La terreur des hommes

Un nouveau livre révèle que les hommes sont maintenant si terrifiés d'être accusés de harcèlements qu'ils évitent autant que possible toute interaction avec leurs collègues féminines.

A new book claims that male office workers are now so afraid of being on the receiving end of a sexual harassment case, they are reluctant to mentor, assist, befriend and even hold open doors for female colleagues.

(...) This terror of being accused of sexual harassment is now so common it has its own term, “backlash stress”. It sounds like something straight out of a Claims Direct ad – where the only victims are men.

(...) Tellingly, Elsesser adds that companies themselves are contributing to this mess, as they are now so terrified of legal action they send staff on sexual harassment training courses, and are duty-bound to follow up on any allegation, however minor.

Ludicrously, Elsesser cites examples of men who have been dragged in by their HR departments for simply opening a door for a female colleague or complimenting her on a new suit. “Stories like these spread around workplaces, instilling a fear that innocent remarks will be misinterpreted,” she says.

Évidemment, l'auteure ne se soucie pas tant de ce que cela implique pour les hommes qui vivent jour après jour dans ce climat de terreur... elle s'inquiète plutôt des conséquences négatives pour l'avancement et les carrières des femmes!
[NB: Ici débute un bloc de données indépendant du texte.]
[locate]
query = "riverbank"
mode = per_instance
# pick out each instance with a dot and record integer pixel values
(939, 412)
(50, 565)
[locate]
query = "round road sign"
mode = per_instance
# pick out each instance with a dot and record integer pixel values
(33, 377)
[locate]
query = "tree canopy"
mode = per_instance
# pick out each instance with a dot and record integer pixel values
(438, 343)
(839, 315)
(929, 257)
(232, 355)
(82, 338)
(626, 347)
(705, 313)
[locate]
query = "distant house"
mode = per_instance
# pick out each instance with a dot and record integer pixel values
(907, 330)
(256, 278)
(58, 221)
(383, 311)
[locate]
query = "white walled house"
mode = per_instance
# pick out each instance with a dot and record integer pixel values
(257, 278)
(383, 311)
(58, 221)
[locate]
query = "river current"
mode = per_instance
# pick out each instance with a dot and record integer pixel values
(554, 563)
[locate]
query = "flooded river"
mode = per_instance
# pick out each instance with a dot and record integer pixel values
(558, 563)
The book’s author, Kim Elsesser, a research scholar at the University of California, argues that a “sex partition” has sprung up, which impedes women from building the vital network of contacts both within the workplace and socially.

Go! Go! Go! Féminisme!



5 commentaires:

Anonyme a dit…

Tiens doc! Quelle surprise! Alors, pourquoi pensez-vous qu'il n'y a que 15% d'hommes dans l'enseignement primaire-secondaire chez les moins de 35 ans? La réponse est dans le titre.

Martin Malthus a dit…

C'est justement cette vision cyclopéenne inhérente au féminisme; vision où seul le moi féminin importe, peu importe les conséquences désastreuses ailleurs, qui sonne le glas de cette philosophie. Le mouvement de rejet massif du féminisme est si répandu et les réflexes du commun des mortels envers lui si cyniques que nous pouvons désormais affirmer que cette théorie est techniquement morte. En pratique, nous pouvons parler de "zombie féminisme": un mouvement de pensée ayant l'apparence du vivant sans la substance, artificiellement maintenu en vie et voué à l'extinction. Ce n'est plus qu'une question de temps maintenant.

Martin Malthus

Prof Solitaire a dit…

Je l'espère sincèrement, mais quand je vois l'extraordinaire influence qu'il continue d'exercer sur les politiques et les esprits bien-pensants, je crains qu'il n'a pas fini de faire des dommages dans la société...

Olivier Kaestlé a dit…

La bête, blessée et se sentant vulnérable, est capable des pires atrocités avant de périr. Gare a ses coups de griffe mortels...

Prof Solitaire a dit…

Si la bête est vraiment mourante, alors oui, j'en suis. Mais je ne partage pas cet espoir. La bête me semble plutôt aussi forte et puissante que jamais...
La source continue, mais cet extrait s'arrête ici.